Many CIR members report that their training in medical malpractice issues is lacking, and few understand the policy of post-adverse event disclosure and apology, which is designed to address what the tort system fails to accomplish.
The medical malpractice system often does not provide timely and fair compensation for patients injured by medical malpractice; it negatively affects how healthcare is delivered and alienates physicians. Transparency and effective doctor-patient communications are key to addressing the flaws in the medical malpractice system and aligning it with the patient safety movement. CIR has a program of educating residents on the malpractice system and ways to address its flaws.
As part of CIR’s program, Chris Stern Hyman, JD spoke to residents at a CIR New York Regional Meeting in November 2010 about medical malpractice and how programs of Disclosure and Apology, in combination with Mediation, are beneficial. This video is taken from her presentation.
Chris Stern Hyman is a health care attorney and co-founder of the Medical Mediation Group, an organization devoted to dispute resolution in the healthcare community. She is an experienced mediator and author of multiple peer-reviewed articles and studies about alternate dispute resolution in the medical environment. For more information, visit Ms. Hyman’s website.
Can’t watch the video? Consider this a crash course in litigation versus disclosure and apology:
1. The tort system is broken. Medical malpractice litigation is not very good at achieving its goals of fair compensation for patients who are injured by medical error or deterring future malpractice.

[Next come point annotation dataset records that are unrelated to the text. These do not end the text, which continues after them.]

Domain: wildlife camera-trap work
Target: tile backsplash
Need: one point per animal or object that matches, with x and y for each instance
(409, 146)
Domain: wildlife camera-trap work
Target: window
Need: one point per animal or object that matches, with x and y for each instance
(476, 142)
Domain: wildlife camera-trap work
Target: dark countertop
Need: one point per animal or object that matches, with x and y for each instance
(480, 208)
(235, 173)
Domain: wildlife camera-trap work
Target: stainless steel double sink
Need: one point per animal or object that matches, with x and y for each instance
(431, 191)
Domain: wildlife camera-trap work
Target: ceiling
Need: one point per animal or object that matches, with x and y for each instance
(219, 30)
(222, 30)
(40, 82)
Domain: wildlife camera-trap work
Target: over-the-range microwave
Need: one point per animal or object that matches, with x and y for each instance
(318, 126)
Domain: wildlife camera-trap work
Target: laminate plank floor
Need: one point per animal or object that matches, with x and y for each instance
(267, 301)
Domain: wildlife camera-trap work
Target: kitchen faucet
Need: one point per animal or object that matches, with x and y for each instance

2. Ineffective communication encourages lawsuits. Research shows that the factor that puts physicians at the most risk of being sued is not the quality of medical care or actual negligence, but ineffective communication with patients and their families, who will often sue to obtain “the truth” if they feel the hospital and doctors are being evasive and they are being denied information.
3. Mediation is affordable, efficient and supportive. Mediation, often paired with disclosure and apology, helps the patient and defendants achieve a fair financial outcome much faster and much less expensively than litigation, while providing an emotionally supportive element that is missing in litigation.
4. Disclosure improves health care. The model of disclosure, apology and early offer of fair compensation can be integrated into a system that encourages and makes use of reporting of errors, near misses, etc. This can help hospitals and physicians become better healthcare providers and more quickly identify and address patient safety problems that are caused by hospital systems, rather than by individual doctors.
5. Hospitals still practice a “culture of silence.” While many hospitals officially have disclosure and apology policies, fear of litigation continues to inhibit full and effective implementation of these policies.